Jumbo Wing - Sweep

Sweep is just the play Jumbo Wing was designed for: a run far to the outside around the blocking of the two tight ends and the fullback that form the big wing section of the formation. Though a run blitz to the strong side will get penetration and likely bust up the play, a defensive line spread out wide to cover the entire offensive front will be hit with man-on-man blocking, allowing a speedy back to race to the outside and turn the corner upfield.

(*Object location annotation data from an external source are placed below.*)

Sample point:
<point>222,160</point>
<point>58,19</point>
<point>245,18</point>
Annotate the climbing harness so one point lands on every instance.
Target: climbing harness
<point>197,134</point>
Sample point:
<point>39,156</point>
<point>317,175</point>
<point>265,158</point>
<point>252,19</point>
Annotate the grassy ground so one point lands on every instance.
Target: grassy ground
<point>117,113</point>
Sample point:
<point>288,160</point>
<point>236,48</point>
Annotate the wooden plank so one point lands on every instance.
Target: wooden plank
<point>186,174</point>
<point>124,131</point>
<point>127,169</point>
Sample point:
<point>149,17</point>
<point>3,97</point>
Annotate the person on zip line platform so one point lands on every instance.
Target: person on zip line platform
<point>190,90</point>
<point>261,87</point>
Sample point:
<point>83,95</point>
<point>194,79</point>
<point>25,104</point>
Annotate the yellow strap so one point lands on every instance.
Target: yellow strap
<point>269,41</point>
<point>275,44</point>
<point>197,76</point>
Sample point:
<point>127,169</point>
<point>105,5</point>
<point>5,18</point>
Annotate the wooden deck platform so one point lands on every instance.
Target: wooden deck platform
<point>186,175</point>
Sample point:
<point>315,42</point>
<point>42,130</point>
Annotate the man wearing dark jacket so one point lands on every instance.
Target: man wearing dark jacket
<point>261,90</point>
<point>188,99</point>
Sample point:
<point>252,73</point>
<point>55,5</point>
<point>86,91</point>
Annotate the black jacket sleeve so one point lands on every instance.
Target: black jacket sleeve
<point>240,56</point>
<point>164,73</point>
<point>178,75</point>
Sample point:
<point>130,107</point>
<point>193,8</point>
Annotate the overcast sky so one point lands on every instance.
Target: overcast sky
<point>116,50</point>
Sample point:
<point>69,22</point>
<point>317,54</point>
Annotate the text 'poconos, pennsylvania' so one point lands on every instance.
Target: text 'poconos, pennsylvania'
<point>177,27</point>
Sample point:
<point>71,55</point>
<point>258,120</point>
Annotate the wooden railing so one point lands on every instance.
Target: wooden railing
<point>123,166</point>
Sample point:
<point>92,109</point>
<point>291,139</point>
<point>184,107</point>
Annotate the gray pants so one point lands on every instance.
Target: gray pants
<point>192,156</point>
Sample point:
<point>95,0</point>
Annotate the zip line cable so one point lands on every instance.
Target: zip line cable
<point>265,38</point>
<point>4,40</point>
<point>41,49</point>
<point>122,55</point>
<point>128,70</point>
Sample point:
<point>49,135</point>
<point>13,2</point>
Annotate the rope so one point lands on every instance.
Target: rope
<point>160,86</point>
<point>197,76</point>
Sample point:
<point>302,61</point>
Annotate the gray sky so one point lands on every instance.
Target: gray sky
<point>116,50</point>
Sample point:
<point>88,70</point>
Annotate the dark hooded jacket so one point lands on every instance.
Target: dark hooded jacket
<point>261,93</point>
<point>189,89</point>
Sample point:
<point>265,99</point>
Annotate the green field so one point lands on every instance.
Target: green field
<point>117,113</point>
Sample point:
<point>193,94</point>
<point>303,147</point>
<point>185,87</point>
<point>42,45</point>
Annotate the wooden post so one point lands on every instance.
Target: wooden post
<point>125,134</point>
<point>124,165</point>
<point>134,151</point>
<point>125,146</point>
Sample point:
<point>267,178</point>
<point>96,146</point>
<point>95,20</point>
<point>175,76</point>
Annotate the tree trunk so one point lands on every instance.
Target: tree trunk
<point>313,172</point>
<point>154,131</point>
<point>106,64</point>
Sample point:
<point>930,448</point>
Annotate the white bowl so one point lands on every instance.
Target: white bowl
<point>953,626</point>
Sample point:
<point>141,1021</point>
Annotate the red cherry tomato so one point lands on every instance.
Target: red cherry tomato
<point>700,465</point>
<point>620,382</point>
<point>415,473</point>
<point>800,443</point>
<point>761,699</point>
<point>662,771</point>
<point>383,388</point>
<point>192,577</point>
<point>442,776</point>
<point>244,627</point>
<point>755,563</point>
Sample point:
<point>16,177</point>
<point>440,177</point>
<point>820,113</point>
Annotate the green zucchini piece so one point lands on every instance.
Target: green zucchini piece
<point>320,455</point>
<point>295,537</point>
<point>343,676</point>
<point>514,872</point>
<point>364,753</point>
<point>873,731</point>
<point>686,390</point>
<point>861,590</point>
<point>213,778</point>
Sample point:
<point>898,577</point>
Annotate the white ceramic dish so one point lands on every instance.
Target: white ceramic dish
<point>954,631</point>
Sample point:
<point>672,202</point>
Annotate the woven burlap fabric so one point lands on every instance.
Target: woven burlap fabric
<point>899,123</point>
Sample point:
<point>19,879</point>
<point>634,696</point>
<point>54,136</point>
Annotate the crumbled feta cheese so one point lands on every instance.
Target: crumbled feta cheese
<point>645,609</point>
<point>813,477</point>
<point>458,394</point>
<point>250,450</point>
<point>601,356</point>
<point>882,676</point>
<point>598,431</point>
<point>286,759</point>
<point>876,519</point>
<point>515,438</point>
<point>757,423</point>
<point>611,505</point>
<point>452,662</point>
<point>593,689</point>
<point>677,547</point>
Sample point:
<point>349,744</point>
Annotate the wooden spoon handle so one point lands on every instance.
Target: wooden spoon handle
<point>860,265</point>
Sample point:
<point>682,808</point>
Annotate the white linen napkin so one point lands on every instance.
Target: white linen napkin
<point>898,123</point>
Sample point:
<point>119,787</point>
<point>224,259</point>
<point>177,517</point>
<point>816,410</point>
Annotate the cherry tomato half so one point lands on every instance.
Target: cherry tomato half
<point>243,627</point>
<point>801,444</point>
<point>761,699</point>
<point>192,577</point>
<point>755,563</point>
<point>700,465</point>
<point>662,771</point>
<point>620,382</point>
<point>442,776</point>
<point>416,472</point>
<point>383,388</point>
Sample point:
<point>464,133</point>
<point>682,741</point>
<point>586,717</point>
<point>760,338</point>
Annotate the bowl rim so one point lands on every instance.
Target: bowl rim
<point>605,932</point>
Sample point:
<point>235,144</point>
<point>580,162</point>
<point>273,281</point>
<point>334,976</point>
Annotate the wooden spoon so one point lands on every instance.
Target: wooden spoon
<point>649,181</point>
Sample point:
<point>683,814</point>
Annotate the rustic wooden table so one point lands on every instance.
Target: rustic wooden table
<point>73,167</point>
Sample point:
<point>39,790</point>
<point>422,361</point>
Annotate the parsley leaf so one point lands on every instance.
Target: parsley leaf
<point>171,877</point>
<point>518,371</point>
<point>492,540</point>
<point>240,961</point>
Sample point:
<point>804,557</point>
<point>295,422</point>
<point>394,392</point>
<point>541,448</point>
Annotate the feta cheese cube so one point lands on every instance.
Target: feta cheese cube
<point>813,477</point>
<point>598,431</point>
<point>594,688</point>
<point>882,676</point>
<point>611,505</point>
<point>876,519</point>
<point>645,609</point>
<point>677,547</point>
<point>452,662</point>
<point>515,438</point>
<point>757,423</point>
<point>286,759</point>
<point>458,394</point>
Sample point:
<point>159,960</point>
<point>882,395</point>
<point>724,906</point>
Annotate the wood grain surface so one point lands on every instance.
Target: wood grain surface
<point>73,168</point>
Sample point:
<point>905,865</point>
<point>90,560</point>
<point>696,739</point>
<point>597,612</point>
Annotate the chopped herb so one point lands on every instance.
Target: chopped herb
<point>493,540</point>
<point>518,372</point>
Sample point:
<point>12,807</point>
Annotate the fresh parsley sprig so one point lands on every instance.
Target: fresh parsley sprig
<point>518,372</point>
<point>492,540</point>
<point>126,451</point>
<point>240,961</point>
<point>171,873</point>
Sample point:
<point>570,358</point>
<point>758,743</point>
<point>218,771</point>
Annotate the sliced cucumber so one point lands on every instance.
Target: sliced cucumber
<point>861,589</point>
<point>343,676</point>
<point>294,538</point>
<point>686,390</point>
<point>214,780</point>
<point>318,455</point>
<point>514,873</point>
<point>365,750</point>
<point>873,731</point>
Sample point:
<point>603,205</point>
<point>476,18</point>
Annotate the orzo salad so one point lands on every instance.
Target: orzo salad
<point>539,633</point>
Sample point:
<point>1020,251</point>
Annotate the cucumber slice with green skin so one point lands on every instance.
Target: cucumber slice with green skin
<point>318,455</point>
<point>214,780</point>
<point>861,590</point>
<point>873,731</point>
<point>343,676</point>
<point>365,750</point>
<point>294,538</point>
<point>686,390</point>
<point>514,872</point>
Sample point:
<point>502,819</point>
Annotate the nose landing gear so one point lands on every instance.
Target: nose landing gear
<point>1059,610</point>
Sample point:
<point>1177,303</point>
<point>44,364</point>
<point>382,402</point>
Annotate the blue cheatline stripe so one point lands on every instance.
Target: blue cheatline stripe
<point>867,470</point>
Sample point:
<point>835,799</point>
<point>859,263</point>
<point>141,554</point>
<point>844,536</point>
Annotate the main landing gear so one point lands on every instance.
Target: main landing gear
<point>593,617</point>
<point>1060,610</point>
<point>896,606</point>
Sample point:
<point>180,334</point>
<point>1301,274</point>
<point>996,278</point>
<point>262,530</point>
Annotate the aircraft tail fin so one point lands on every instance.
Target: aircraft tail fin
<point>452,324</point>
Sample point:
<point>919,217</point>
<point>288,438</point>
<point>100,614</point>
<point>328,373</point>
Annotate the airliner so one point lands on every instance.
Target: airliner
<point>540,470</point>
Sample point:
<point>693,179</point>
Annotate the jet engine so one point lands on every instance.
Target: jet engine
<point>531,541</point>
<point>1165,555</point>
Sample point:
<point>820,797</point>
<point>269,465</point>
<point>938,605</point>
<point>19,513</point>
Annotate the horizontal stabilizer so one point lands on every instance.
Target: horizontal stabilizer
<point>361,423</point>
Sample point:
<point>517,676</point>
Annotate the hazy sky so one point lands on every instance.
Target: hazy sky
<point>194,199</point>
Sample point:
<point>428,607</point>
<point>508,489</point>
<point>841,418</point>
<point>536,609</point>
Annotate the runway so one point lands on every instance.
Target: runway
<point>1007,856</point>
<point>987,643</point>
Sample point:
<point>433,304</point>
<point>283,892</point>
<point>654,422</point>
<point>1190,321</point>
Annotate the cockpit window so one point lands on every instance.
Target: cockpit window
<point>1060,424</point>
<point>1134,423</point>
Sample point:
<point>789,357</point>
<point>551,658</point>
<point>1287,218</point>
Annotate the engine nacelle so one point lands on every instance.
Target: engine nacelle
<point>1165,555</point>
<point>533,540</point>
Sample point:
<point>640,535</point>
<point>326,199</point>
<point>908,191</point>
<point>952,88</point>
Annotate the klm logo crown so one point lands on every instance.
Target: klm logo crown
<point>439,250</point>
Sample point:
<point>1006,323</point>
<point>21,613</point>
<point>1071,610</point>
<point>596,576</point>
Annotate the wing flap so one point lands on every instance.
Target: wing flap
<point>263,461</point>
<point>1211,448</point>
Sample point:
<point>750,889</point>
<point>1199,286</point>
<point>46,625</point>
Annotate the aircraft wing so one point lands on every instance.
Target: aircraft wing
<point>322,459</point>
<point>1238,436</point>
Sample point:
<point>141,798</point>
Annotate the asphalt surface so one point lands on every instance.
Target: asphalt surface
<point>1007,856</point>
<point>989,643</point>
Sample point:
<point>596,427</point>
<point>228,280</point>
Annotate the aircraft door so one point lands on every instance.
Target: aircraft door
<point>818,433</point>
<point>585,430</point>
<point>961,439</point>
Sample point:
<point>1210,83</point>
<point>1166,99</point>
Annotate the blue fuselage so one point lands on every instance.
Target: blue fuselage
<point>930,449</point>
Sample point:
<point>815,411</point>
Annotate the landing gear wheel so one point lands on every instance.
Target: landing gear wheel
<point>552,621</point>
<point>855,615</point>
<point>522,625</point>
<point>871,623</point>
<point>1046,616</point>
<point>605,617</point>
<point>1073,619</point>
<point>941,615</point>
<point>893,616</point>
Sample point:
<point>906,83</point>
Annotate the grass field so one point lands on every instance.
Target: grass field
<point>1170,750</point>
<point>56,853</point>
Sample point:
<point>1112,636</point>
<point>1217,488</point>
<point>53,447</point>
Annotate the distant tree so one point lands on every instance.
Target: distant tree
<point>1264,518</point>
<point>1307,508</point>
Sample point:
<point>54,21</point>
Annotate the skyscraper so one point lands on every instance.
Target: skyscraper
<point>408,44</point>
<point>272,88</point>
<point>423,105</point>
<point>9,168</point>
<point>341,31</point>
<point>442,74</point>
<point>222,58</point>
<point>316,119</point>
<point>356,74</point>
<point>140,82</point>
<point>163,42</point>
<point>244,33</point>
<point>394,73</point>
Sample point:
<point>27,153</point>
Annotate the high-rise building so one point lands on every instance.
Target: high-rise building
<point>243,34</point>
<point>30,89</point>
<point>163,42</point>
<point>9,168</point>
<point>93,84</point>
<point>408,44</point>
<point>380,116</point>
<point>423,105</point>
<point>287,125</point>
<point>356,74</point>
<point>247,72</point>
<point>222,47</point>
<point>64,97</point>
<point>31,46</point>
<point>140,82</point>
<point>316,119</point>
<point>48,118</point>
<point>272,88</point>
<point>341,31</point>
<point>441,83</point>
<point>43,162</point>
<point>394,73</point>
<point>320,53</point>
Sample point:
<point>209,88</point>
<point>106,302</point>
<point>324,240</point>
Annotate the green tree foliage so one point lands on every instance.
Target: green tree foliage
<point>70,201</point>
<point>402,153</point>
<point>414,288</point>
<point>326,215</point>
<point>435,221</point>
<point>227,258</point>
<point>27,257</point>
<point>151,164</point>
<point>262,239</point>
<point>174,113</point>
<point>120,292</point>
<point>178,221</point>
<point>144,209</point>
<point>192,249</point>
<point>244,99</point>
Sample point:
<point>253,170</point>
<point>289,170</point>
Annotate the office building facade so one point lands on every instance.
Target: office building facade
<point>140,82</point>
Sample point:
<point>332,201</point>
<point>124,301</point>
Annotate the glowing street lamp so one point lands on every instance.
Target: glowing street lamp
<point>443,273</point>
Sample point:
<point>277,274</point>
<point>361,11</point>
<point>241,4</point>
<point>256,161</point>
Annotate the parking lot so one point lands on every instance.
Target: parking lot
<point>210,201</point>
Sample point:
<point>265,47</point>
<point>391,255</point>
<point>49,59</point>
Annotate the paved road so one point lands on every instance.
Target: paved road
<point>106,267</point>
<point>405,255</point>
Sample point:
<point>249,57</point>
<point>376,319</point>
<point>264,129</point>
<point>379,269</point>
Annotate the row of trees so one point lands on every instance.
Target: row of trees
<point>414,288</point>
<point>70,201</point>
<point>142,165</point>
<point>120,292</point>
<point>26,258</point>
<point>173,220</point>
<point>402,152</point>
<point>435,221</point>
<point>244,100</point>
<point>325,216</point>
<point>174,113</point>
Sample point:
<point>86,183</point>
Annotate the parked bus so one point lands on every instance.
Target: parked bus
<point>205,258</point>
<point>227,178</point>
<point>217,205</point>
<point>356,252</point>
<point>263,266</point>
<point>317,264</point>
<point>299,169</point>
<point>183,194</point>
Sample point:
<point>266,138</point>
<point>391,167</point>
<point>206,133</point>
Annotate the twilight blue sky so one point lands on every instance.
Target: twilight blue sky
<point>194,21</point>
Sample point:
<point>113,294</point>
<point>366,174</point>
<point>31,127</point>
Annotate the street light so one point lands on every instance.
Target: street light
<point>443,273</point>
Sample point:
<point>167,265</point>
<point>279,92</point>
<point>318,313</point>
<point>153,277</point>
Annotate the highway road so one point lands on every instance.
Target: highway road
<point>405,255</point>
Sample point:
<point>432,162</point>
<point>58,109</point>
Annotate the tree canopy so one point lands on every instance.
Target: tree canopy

Because it stands a fairly good chance of getting to the outside, Sweep has pretty good big play potential. However, like many big potential plays it can be a bit hit or miss. The best gains will come against defenses shifted to the weak side (won't happen too often, unless they expect a pass and want a good end rush) or blitzes to the inside. This means that Sweep will work best if you can set it up a few plays in advance. Most defenses will probably be expecting runs to the strong side the first time they see the Jumbo Wing, so calling pass plays or inside runs may shift them away from this position, making it the perfect time to hit them with Sweep.

Player Assignments

Position Action
O-Line Run Block
QB Handoff to RB
SE Run Block
Inside TE Run Block
Slot TE Lead Right
FB Lead Outside Right
RB Receive Pitch - Sweep Right

See the Madden Playbook Guide for a description of these symbols.

Blocking Assessment

The alignment of the defense plays a big part in the success Sweep will have. The best situation you can hope for is that the defense executes an inside run blitz. The quick pitch and the RB's position behind the right tackle mean that any inside blitzers will be caught in the mass of bodies and unable to pursue. The wing blockers should then easily be able to block the left defensive end and the FB should flatten the CB. Follow directly behind the FB until he engages his block in case you have to cut upfield. In most cases you can get the most yards running to the outside of this block, but you need to be prepared to take the first good opening you see.

Things don't go so well if the defense is ready for the play. If the defense stacks against runs to the strong side the play won't be going very far. All of the blockers will be caught up with the defensive line and linebackers, causing one big jam of bodies, with the strong side cornerback untouched to close off the outside. It can also be bad if the linebackers all play man coverage shifted to the strong side; the fullback will get outside to block the cornerback but the tight ends may be overmatched by the defensive end and the middle and left outside linebackers, one of which will probably slip through into the backfield. You want to avoid these situations by setting up Sweep with other plays first.